Existing Home Sales (10:00) – Rebounded 2.3% in July to a 4.47 million annual rate reversing a 5.4% drop in June.
Jobless Claims (8:30) – Declined 3,000to 382,000 for the week ended Sept. 15, The 4-week average is now 375,000.
Markit PMI Mfg flash In. (9:00) – Unchanged at 51.5..
Philadelphis Fed Svy (10:00) –Improved to minus 7.1 in Aug. from minus 12.9 in July
Leading Economic Indicators (10:00) – declined 0.1% in August in line with projections.
Note: Economic data above is subject to revision, so what you see as the latest reading may change in the next report.
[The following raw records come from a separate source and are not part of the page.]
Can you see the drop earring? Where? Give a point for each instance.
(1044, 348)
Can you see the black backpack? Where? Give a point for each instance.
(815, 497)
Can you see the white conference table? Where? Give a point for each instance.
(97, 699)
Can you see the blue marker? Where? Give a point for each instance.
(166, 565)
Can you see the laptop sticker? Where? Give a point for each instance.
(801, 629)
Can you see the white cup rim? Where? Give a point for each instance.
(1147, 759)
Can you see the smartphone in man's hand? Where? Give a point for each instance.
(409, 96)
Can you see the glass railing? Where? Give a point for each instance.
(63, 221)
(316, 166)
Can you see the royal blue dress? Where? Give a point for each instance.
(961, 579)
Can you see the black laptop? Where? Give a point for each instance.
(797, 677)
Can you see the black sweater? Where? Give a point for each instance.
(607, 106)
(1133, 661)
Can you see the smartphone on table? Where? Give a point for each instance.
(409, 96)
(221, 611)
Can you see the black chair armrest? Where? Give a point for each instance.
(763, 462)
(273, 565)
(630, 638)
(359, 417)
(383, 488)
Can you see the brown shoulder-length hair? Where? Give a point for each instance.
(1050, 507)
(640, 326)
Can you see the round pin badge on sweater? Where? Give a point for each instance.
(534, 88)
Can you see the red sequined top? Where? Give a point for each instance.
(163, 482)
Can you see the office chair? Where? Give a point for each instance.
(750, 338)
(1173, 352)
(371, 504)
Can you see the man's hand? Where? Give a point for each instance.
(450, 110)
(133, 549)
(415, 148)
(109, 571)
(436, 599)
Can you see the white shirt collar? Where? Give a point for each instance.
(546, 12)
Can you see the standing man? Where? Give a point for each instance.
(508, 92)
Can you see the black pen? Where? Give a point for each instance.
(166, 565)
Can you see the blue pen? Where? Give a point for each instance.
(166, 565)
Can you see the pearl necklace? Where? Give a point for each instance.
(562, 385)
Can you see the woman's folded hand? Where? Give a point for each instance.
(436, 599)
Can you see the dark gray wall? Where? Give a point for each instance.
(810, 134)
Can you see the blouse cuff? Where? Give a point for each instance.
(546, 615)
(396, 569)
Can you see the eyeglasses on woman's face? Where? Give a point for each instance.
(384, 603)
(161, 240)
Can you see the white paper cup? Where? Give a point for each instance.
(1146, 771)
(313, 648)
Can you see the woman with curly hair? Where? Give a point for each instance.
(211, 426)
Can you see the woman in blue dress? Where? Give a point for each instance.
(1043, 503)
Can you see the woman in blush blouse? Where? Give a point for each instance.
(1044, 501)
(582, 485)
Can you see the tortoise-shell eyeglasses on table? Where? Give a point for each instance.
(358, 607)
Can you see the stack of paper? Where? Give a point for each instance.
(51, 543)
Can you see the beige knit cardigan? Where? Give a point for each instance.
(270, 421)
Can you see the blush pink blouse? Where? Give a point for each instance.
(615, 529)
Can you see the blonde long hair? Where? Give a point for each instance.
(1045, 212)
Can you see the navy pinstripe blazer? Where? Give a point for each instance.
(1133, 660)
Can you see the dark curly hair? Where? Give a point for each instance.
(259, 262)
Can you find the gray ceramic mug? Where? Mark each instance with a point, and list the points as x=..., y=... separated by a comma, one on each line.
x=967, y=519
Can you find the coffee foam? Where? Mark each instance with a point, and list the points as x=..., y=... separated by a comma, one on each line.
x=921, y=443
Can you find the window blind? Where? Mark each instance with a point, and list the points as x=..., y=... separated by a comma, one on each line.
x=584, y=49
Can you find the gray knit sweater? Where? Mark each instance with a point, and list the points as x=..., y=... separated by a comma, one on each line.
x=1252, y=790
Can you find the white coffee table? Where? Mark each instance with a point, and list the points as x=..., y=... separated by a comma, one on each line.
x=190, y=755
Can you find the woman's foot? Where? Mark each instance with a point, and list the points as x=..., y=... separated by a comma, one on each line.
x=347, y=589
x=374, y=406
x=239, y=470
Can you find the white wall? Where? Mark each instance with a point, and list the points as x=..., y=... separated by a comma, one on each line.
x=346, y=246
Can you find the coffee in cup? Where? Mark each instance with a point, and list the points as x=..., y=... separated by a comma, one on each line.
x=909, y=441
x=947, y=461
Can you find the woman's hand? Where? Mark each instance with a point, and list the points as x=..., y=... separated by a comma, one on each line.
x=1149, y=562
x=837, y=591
The writer of Investor’s first read, George Brooks, is not registered as an investment advisor. Ideas expressed herein are the opinions of the writer, are for informational purposes, and are not to serve as the sole basis for any investment decision. Readers are expected to assume full responsibility for conducting their own research pursuant to investment decisions in keeping with their tolerance for risk.